/execgraph

Parallel execution of shell commands with DAG dependencies

Primary LanguageRustMIT LicenseMIT

execgraph

class ExecGraph
  Parallel execution of shell commands with DAG dependencies.
  It's sort of like the core routine behind a build system like Make
  or Ninja, except without most of the features.

  This class manages a collection of shell commands, each of
  which you register with `add_task`. Associated with each task
  can be a list of dependencies, which are represented by the
  indices of previously added tasks.

  When `execute` is called, the commands get executed in parallel.
  There's an argument to the constructor to control the degree of
  parallelism.

  Args:
    num_parallel (int): Maximum number of parallel processes
      to run. [default=2 more than the number of CPU cores].
    logfile (str): The path to the log file.
    remote_provisioner (Optional[str]): Path to a remote provisioning script.
      If supplied, we call this script with the url of an emphemeral server
      as the first argument, and it can launch processes that can connect back
      to this ExecGraph instance's http server to run tasks. Note: this package
      includes a binary called ``execgraph-remote`` which implemenets the HTTP
      protocol to "check out" tasks from the server, run them, and report their
      status back. You'll need to write a provisioner script that arranges for
      these execgraph-remote processes to be executed remotely using whatever
      job queuing system you have though.
    failures_allowed (int): keep going until N jobs fail (0 means infinity)
      [default=1].


def add_task(cmdline, key, dependencies, display):
  Add a task to the graph.

  Each task is identified by a couple pieces of information:

    1. First, there's the shell command to execute. This is supplied
       as `cmdline`. It is interpreted with "sh -c", which is why it's
       just a string, rather than a list of strings to directly execve
    2. Second, there's `key`. The idea is that this is a unique identifier
       for the command -- it could be the hash of the cmdline, or the hash
       of the cmdline and all of its inputs, or something like that. (We don't
       do it for you).

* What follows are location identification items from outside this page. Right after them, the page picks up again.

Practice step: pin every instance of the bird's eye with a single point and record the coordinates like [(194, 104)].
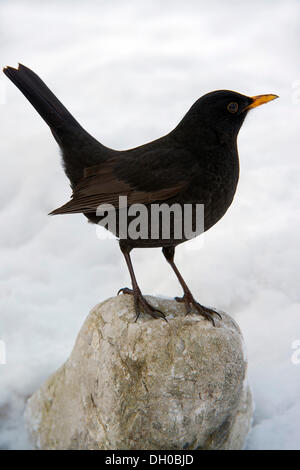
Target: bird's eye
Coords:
[(233, 107)]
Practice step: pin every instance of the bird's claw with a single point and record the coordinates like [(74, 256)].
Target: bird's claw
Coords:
[(190, 302)]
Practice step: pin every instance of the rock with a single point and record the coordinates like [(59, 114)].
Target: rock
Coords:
[(149, 384)]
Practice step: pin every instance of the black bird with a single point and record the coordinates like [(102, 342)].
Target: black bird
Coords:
[(196, 163)]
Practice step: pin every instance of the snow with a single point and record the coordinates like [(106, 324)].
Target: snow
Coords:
[(129, 71)]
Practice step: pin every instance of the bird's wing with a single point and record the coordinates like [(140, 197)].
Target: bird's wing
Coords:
[(142, 180)]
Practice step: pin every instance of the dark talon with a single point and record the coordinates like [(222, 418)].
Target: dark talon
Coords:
[(140, 299), (125, 290)]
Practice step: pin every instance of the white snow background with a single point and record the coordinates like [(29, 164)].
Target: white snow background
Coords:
[(129, 71)]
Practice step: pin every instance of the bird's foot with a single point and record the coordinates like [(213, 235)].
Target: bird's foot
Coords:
[(190, 303), (141, 302)]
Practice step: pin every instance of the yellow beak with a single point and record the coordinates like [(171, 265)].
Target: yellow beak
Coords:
[(261, 99)]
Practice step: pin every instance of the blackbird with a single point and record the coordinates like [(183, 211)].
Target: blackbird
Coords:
[(196, 163)]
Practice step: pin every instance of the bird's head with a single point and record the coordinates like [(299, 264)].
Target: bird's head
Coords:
[(224, 111)]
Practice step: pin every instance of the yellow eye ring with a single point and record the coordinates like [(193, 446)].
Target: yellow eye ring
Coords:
[(232, 107)]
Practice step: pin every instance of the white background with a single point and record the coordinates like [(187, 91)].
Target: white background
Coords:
[(129, 71)]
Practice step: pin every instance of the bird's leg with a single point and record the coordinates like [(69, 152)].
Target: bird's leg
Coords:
[(187, 298), (139, 299)]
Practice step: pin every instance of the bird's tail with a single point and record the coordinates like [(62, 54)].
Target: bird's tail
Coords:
[(58, 118)]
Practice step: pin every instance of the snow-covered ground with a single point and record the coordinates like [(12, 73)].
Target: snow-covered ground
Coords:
[(128, 71)]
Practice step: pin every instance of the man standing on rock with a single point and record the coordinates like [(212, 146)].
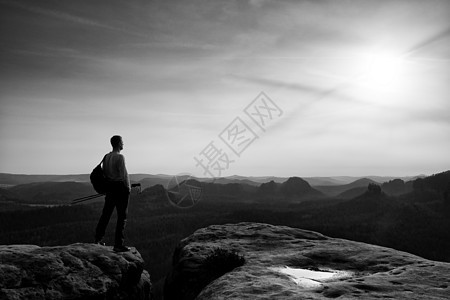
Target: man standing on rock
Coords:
[(117, 195)]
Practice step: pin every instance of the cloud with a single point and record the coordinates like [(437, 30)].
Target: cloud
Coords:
[(68, 17)]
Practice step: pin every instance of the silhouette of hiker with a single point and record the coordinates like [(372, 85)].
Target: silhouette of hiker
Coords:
[(117, 195)]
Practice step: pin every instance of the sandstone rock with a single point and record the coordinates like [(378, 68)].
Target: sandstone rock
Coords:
[(369, 272), (78, 271)]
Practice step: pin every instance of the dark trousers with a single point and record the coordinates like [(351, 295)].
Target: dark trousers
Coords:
[(116, 197)]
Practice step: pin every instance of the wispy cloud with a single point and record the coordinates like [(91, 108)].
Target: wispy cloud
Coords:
[(64, 16)]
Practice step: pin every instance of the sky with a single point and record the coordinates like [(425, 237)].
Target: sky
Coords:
[(217, 88)]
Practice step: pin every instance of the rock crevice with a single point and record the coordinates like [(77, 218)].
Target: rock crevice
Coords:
[(363, 270)]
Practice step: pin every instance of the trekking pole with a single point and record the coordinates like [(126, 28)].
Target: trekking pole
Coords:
[(82, 199)]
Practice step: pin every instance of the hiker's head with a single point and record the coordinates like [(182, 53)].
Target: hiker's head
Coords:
[(116, 142)]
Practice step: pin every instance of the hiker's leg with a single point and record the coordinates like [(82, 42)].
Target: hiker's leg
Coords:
[(122, 211), (108, 208)]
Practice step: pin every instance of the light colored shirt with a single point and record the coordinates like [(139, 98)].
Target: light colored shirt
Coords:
[(114, 168)]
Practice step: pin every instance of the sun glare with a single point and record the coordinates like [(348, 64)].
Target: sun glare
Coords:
[(381, 70)]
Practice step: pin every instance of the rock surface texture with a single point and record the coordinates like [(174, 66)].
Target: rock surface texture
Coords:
[(372, 272), (78, 271)]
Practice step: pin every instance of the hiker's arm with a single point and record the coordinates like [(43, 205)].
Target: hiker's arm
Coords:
[(124, 173)]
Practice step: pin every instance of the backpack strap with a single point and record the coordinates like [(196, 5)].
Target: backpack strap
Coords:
[(102, 159)]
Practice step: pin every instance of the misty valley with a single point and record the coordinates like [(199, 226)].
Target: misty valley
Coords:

When we execute the command, we'll append the key to
       a log file. That way when we rerun the graph at some later time, we'll
       be able to skip executing any commands that have already been executed.
       Note: the key may not contain any tab characters.
    3. Finally, there's the list of dependencies, identified by integer ids
       that reference previous tasks. A task cannot depend on itself, and can only
       depend on previous tasks tha have already been added. This enforces a DAG
       structure.
    4. Oh, actually there's one more thing: the display string. This is the
       string associated with the command that will be printed to stdout when
       we run the command. If not supplied, we'll just use the cmdline for these
       purposes. But if the cmdline contains some boring wrapper scripts that you
       want to hide from your users, this might make sense.

  Notes:
    If key == "", then the task will never be skipped (i.e. it will always be
    considered out of date).

  Args:
    cmdline (str): command to execute
    key (str): unique identifier
    dependencies (List[int], default=[]): dependencies for this task
    display (Optional[str]): display name for the task
  Returns:
    taskid (int): integer id of this task

def execute(target: Optional[int] = None):
  Execute all the commands (in parallel to the extent possible while obeying
  the dependencies), and skipping any that the log file identifies as having
  previously completed successfully.

  Args:
    target (Optional[int]): if you'd like to particularly execute up to a single
      target, you can do this. in this case we'll only execute the tasks that
      are required for this target. if not supplied we'll try to execute the
      whole graph.

  Notes:
    We currently do not do output buffering, so stdout goes directly to the
    terminal, including the bad behavior of overlapping streams for stout of
    commands executed in parallel.

  Returns:
    num_failed (int): the number of tasks that failed. a failure is identified
      when a task exits with a nonzero exit code.
    execution_order (List[int]): the ids of the tasks that finished (success
      or failure) in order of when they finished.

Hacking

  1. nix develop should get you a shell with all the dependencies installed.
  2. cargo build && py.test to run the python tests.
  3. cargo test --no-default-feature to run the rust tests.

Remote protocol

In its default mode of operation, execgraph executes tasks on your local CPUs. However, it also includes a feature that enables you to execute them remotely across a cluster. Here's how it works:

  • The execgraph object can run a little bundled http server on a random port that is capable of giving out jobs and collecting their results.
  • We bundle a binary called execgraph-remote. It is invoked with the URL of an execgraph server, pulls jobs from the server, executes them, and sends back the exit status.
  • If you want to use this feature, you supply execgraph with the path to an executable called remote_provisioner. During the execute() call, we'll run this script, passing it the the url of the embedded server and it should arrange for execgraph-remote to be run on your cluster using whatever cluster management system you run. This requires a little setup, but it's required since we don't know what kind of cluster system you run and there are so many possible varieties.
  • There's a http endpoint called /status on the server, which will reply with some information about the current number of ready, inflight, success, and failed tasks. You can hit this endpoint from your provisioner script to decide how many workers to spawn according to whatever policies you prefer.